Trybunał Sprawiedliwości Unii Europejskiej przesądzi, czy nasze ograniczenia dotyczące obniżania podstawy opodatkowania VAT nie naruszają unijnych zasad.
Postanowił o tym Naczelny Sąd Administracyjny, a przekonała go argumentacja pełnomocnika podatnika. Wywodził on, że z wcześniejszego orzeczenia TSUE w sprawie Enzo Di Maura (z 23 listopada 2017 r., sygn. C-246/16) wynika, iż państwa członkowskie nie mają pełnej swobody we wprowadzaniu warunków dotyczących ulgi na złe długi.
– Trybunał wyraźnie powiedział, że państwa członkowskie mogą wprowadzić tylko takie warunki, które mają na celu uwzględnienie stanu niepewności co do tego, czy brak zapłaty od nabywcy jest ostateczny i czy nie ma ryzyka oszustwa podatkowego. Wszelkie inne ograniczenia są sprzeczne z zasadą neutralności VAT – przekonywał na rozprawie przez NSA dr Adam Bartosiewicz z kancelarii doradztwa podatkowego EOL.
Podkreślał, że to nie przedsiębiorstwa, ale państwo ponosi ryzyko niezapłaconego VAT. Jeśli przedsiębiorca (inkasent) nie może go pobrać, to państwo nie może go dostać.
Ulga na złe długi polega na tym, że wierzyciel, który wykonał usługę lub dostarczył towar i nie otrzymał zapłaty, może po upływie 150 dni (od 2019 r. okres ten zostanie skrócony do 90 dni – Dz.U. z 2018 r. poz. 2244) od wystawienia faktury skorygować podstawę opodatkowania VAT oraz podatek należny. Musi jednak spełnić wiele warunków:
  • na moment sprzedaży towarów bądź usług nabywca musi być czynnym podatnikiem VAT, nie być w trakcie postępowania restrukturyzacyjnego, upadłościowego lub likwidacji;
  • na dzień poprzedzający datę złożenia deklaracji uwzględniającej ulgę wierzyciel i dłużnik muszą być czynnymi podatnikami VAT, dłużnik nie może być w trakcie postępowania restrukturyzacyjnego, upadłościowego lub likwidacji;
  • nie mogą upłynąć 2 lata od końca roku, w którym wystawiono fakturę;
  • wierzytelność nie mogła być zbyta.
NSA spytał unijny trybunał, czy Polska mogła uzależnić prawo do ulgi od statusu podatkowego dłużnika i wierzyciela, czyli odmówić ulgi przez wzgląd na brak rejestracji lub wykreślenie z rejestru czynnych podatników VAT, postępowanie restrukturyzacyjne, upadłościowe lub likwidację.

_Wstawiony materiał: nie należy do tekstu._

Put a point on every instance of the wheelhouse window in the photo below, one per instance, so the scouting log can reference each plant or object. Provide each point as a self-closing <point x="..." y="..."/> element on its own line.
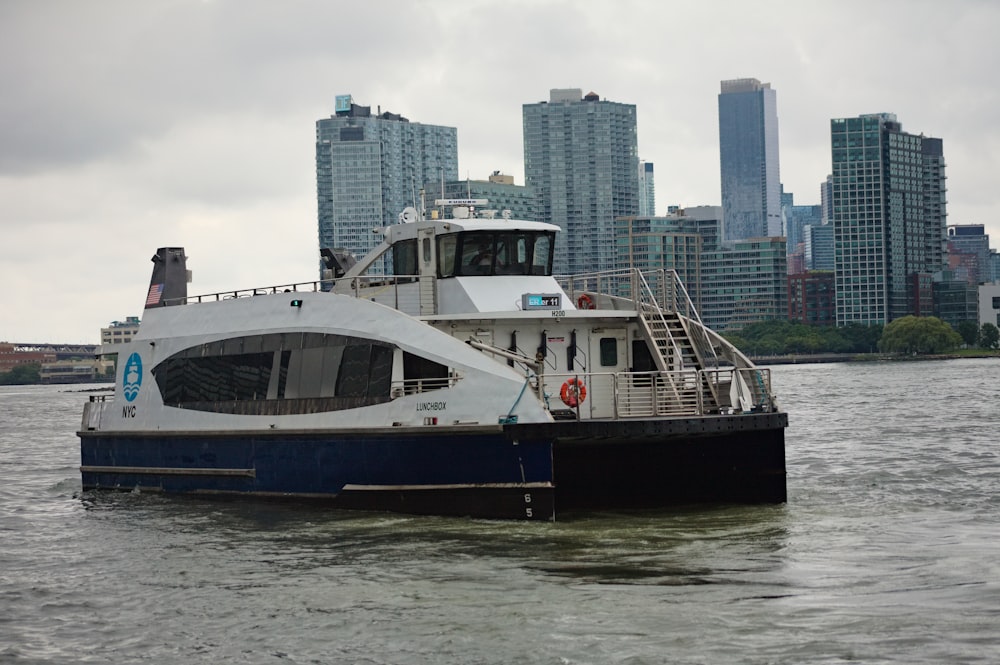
<point x="495" y="253"/>
<point x="404" y="258"/>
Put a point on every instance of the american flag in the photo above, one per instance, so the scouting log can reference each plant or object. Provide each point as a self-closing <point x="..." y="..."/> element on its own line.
<point x="155" y="291"/>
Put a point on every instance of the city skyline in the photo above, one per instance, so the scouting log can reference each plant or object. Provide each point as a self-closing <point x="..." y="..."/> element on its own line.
<point x="117" y="140"/>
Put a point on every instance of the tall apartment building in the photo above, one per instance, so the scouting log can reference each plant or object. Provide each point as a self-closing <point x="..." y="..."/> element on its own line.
<point x="581" y="159"/>
<point x="888" y="218"/>
<point x="120" y="332"/>
<point x="745" y="282"/>
<point x="370" y="166"/>
<point x="647" y="190"/>
<point x="969" y="247"/>
<point x="748" y="157"/>
<point x="498" y="189"/>
<point x="818" y="250"/>
<point x="674" y="242"/>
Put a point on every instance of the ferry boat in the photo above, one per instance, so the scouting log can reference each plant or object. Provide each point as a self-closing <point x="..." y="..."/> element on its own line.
<point x="448" y="372"/>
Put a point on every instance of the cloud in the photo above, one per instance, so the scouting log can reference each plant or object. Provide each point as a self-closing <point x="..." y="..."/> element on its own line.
<point x="125" y="126"/>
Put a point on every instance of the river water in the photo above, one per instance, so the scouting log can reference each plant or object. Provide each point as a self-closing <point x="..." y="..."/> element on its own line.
<point x="888" y="551"/>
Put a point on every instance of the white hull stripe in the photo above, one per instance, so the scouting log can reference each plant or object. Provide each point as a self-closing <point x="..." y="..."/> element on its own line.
<point x="168" y="471"/>
<point x="391" y="488"/>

Co się zmieni w uldze na złe długi / Dziennik Gazeta Prawna
– Zakres pytań jest istotny, jeśli weźmie się pod uwagę rosnącą liczbę niepłaconych w terminie faktur i wzrost liczby postępowań restrukturyzacyjnych – uważa Daniel Więckowski, doradca podatkowy w ATA TAX.

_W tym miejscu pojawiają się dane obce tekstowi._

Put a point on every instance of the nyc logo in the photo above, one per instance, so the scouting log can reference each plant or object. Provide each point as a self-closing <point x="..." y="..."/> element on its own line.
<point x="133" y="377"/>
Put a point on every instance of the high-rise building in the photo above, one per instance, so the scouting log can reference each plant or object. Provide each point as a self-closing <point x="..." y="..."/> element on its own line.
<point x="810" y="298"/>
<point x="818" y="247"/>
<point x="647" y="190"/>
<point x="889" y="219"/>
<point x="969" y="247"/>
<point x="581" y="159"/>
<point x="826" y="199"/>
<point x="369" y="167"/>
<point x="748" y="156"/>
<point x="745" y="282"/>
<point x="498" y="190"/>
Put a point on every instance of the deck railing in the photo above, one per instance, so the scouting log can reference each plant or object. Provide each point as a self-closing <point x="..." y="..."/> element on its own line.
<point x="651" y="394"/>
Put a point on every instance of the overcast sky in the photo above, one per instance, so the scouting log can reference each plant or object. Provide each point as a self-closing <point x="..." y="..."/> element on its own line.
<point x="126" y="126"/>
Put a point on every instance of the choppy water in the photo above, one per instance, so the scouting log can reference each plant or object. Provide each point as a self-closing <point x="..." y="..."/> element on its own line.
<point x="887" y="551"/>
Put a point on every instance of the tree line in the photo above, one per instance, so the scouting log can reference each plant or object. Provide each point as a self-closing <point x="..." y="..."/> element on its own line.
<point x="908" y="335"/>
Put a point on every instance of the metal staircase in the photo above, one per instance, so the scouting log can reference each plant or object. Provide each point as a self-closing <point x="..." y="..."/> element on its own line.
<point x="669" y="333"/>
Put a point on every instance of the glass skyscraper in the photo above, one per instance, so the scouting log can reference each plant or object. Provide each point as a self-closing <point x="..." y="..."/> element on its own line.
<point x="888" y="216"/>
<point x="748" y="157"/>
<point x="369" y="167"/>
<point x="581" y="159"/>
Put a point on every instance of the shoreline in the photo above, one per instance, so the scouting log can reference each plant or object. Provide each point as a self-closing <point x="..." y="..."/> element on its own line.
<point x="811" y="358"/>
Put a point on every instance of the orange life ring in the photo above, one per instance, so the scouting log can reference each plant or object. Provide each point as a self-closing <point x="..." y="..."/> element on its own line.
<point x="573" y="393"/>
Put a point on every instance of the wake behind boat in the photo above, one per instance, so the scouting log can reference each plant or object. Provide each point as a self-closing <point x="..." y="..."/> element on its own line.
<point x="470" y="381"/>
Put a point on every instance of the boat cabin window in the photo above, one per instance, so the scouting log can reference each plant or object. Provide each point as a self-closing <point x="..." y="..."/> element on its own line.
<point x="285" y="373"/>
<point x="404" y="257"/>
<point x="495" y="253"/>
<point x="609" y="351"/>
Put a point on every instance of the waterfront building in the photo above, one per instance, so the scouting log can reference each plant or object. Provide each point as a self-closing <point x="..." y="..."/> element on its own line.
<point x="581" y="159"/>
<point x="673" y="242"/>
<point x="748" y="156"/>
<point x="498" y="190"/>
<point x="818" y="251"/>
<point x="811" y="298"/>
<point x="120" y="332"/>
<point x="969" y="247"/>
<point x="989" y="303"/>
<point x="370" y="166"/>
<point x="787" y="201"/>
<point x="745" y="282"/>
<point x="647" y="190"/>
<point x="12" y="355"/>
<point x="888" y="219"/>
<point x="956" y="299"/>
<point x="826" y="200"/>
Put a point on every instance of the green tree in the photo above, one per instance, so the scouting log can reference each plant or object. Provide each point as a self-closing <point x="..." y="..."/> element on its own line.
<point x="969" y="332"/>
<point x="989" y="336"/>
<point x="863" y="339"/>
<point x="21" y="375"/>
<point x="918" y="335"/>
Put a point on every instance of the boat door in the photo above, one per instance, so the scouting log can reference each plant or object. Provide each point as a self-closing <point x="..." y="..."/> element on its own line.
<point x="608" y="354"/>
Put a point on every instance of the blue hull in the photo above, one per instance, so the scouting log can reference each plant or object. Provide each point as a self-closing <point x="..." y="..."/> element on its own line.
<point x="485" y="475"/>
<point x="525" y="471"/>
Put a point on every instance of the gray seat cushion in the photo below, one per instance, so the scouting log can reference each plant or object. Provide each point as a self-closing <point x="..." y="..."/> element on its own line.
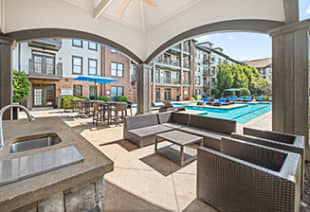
<point x="203" y="132"/>
<point x="174" y="125"/>
<point x="212" y="139"/>
<point x="149" y="131"/>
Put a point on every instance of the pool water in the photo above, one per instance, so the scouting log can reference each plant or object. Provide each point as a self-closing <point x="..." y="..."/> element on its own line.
<point x="242" y="114"/>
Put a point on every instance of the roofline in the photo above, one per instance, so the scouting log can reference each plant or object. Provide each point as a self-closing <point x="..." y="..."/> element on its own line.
<point x="217" y="52"/>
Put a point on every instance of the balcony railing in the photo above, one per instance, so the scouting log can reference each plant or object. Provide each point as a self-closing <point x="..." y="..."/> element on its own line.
<point x="51" y="44"/>
<point x="167" y="81"/>
<point x="44" y="70"/>
<point x="169" y="61"/>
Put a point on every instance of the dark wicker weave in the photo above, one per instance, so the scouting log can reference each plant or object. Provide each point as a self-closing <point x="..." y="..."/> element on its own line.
<point x="247" y="177"/>
<point x="284" y="141"/>
<point x="212" y="129"/>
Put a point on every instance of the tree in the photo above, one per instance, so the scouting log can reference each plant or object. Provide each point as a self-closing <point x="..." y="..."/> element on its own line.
<point x="21" y="86"/>
<point x="240" y="78"/>
<point x="224" y="77"/>
<point x="264" y="87"/>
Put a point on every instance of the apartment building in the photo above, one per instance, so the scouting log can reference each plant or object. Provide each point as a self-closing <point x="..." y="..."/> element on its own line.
<point x="173" y="72"/>
<point x="52" y="65"/>
<point x="207" y="58"/>
<point x="116" y="65"/>
<point x="264" y="66"/>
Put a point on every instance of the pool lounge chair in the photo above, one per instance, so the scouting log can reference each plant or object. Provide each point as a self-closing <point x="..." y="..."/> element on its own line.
<point x="232" y="98"/>
<point x="206" y="100"/>
<point x="157" y="104"/>
<point x="223" y="101"/>
<point x="248" y="99"/>
<point x="168" y="106"/>
<point x="216" y="103"/>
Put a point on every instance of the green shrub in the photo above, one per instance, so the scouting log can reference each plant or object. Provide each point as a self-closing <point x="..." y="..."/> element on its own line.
<point x="215" y="92"/>
<point x="245" y="92"/>
<point x="122" y="99"/>
<point x="104" y="98"/>
<point x="69" y="99"/>
<point x="81" y="97"/>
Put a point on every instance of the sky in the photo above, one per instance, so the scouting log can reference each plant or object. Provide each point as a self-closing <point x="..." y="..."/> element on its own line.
<point x="240" y="45"/>
<point x="249" y="46"/>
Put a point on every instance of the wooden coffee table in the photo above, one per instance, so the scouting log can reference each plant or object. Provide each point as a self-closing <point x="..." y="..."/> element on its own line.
<point x="178" y="151"/>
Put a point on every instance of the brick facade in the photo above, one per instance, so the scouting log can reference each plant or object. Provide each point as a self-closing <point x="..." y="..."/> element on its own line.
<point x="107" y="58"/>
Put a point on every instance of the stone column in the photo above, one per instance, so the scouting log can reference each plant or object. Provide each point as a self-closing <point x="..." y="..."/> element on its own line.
<point x="144" y="88"/>
<point x="5" y="73"/>
<point x="290" y="75"/>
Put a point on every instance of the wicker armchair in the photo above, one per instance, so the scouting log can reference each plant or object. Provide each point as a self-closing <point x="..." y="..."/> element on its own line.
<point x="279" y="140"/>
<point x="248" y="177"/>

Podkreśla, że odpowiedź trybunału będzie ważna również dla firm świadczących usługi masowe dla ludności. – W ich przypadku status odbiorcy-konsumenta eliminował do tej pory możliwość skorzystania z ulgi na złe długi – podkreśla Więckowski.
Dodaje, że poza zakresem pytań pozostał warunek czasowy (2 lata) i warunek braku zbycia wierzytelności. Jego zdaniem, one również są niezgodne z dyrektywą o VAT.

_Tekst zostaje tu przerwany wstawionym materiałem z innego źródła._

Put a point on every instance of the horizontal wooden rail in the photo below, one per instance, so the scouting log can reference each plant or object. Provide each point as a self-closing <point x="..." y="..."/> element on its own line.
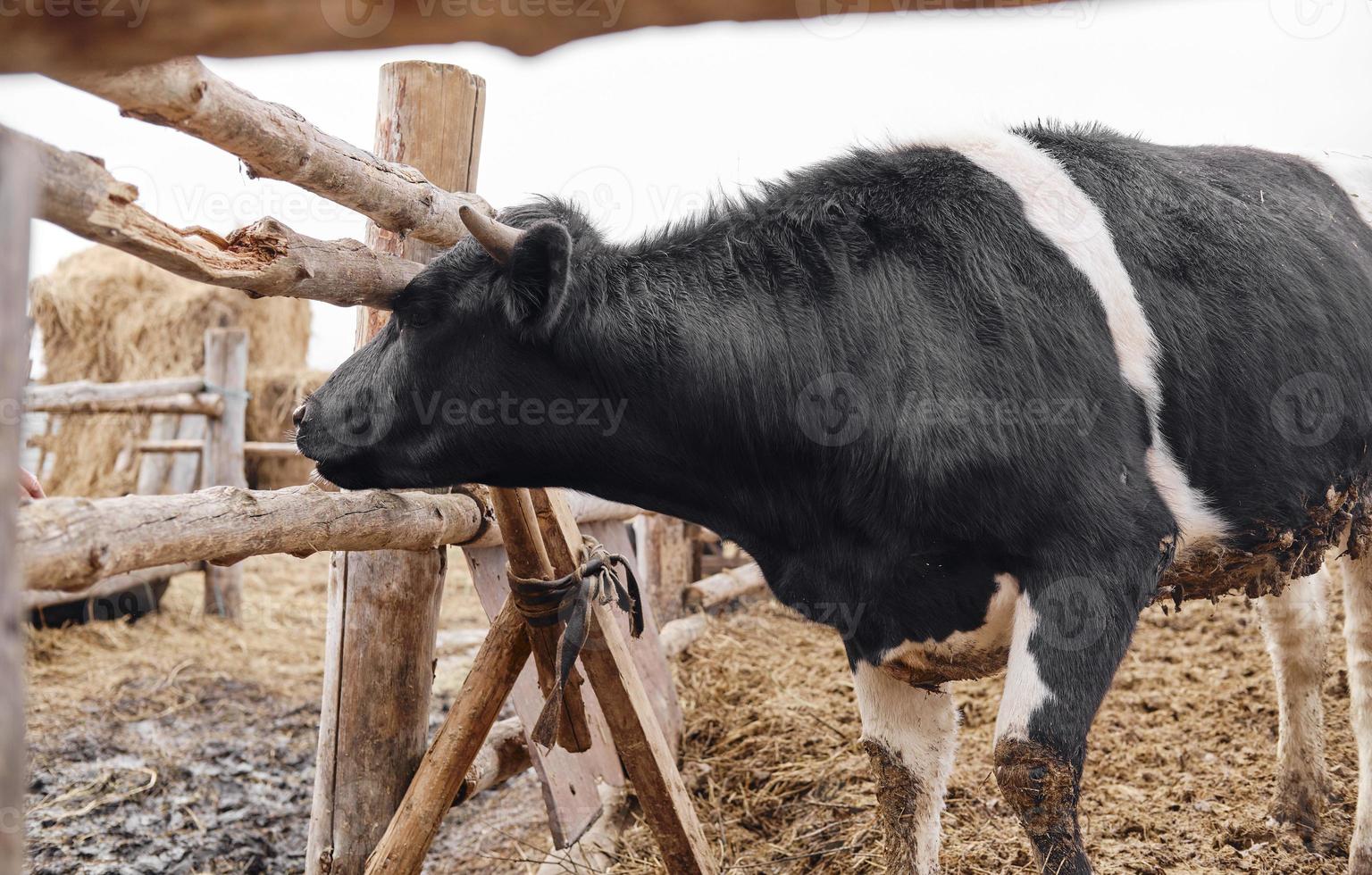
<point x="172" y="445"/>
<point x="272" y="449"/>
<point x="205" y="404"/>
<point x="81" y="391"/>
<point x="263" y="260"/>
<point x="727" y="586"/>
<point x="586" y="509"/>
<point x="102" y="588"/>
<point x="68" y="544"/>
<point x="77" y="36"/>
<point x="276" y="143"/>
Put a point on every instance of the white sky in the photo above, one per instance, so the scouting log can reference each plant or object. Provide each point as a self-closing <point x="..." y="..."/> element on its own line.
<point x="645" y="125"/>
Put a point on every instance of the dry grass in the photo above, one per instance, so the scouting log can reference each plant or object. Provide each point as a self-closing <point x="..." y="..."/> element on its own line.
<point x="154" y="737"/>
<point x="106" y="316"/>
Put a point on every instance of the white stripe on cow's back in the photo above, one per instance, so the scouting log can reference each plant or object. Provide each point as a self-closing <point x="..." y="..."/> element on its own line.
<point x="1061" y="212"/>
<point x="1351" y="173"/>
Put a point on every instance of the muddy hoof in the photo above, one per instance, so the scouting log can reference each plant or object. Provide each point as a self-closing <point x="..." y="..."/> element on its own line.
<point x="1300" y="808"/>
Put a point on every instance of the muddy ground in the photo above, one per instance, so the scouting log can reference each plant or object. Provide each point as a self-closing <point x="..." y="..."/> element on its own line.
<point x="183" y="744"/>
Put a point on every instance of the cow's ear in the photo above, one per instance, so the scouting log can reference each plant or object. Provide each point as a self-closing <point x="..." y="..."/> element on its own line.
<point x="538" y="273"/>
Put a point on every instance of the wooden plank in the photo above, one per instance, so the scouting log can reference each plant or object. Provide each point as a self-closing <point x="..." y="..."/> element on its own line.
<point x="122" y="36"/>
<point x="427" y="117"/>
<point x="647" y="649"/>
<point x="568" y="779"/>
<point x="527" y="557"/>
<point x="227" y="375"/>
<point x="17" y="201"/>
<point x="263" y="260"/>
<point x="274" y="143"/>
<point x="69" y="544"/>
<point x="448" y="762"/>
<point x="205" y="404"/>
<point x="79" y="391"/>
<point x="629" y="711"/>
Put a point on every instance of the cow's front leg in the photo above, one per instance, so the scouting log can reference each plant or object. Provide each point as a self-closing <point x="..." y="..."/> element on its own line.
<point x="910" y="734"/>
<point x="1067" y="639"/>
<point x="1295" y="627"/>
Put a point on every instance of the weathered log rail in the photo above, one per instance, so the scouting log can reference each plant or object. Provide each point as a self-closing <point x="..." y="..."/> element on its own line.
<point x="276" y="143"/>
<point x="68" y="544"/>
<point x="263" y="260"/>
<point x="161" y="29"/>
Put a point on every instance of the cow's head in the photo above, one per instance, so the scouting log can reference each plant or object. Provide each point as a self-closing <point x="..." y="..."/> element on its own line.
<point x="475" y="378"/>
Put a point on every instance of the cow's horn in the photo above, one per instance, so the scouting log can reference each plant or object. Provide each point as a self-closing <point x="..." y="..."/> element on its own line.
<point x="497" y="239"/>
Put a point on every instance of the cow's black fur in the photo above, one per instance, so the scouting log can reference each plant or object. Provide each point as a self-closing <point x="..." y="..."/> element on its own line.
<point x="916" y="276"/>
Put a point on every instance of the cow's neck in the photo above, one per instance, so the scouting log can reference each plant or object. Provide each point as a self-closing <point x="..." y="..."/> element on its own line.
<point x="703" y="355"/>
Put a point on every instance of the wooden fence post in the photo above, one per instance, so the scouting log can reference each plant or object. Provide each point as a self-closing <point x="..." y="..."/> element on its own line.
<point x="17" y="176"/>
<point x="225" y="372"/>
<point x="383" y="606"/>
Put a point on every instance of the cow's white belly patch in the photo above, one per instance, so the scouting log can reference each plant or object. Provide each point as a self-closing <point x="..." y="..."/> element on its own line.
<point x="962" y="656"/>
<point x="1061" y="212"/>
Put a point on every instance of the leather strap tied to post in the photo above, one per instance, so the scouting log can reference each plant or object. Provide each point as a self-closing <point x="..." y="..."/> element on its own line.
<point x="549" y="603"/>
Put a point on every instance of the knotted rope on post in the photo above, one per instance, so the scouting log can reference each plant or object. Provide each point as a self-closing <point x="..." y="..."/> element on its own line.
<point x="549" y="603"/>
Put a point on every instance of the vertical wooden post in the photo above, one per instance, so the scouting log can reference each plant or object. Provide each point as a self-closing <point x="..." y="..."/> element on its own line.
<point x="227" y="372"/>
<point x="383" y="605"/>
<point x="17" y="174"/>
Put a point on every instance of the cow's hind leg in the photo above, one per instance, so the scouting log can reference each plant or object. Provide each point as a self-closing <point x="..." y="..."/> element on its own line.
<point x="1357" y="632"/>
<point x="1295" y="627"/>
<point x="910" y="734"/>
<point x="1069" y="634"/>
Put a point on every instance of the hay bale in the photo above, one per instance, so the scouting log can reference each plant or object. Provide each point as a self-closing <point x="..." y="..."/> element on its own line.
<point x="107" y="316"/>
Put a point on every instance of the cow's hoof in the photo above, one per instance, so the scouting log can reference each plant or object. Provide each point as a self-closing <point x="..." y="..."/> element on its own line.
<point x="1300" y="810"/>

Co będzie, jeśli Trybunał Sprawiedliwości Unii Europejskiej uzna polskie przepisy za niezgodne z unijnym wzorcem?
– Przede wszystkim wierzyciele mogliby złożyć korekty deklaracji VAT-7 za okres, w którym upływał 150. dzień od daty upływu terminu płatności, bez względu na to, czy ich dłużnik jest zarejestrowanym podatnikiem VAT, czy jest w postępowaniu upadłościowym bądź w likwidacji – tłumaczy Daniel Więckowski.
Taka możliwość będzie przysługiwała również tym, którzy zdążyli już przegrać sprawy w sądach administracyjnych, jeśli tylko doprowadzą do wznowienia postępowań.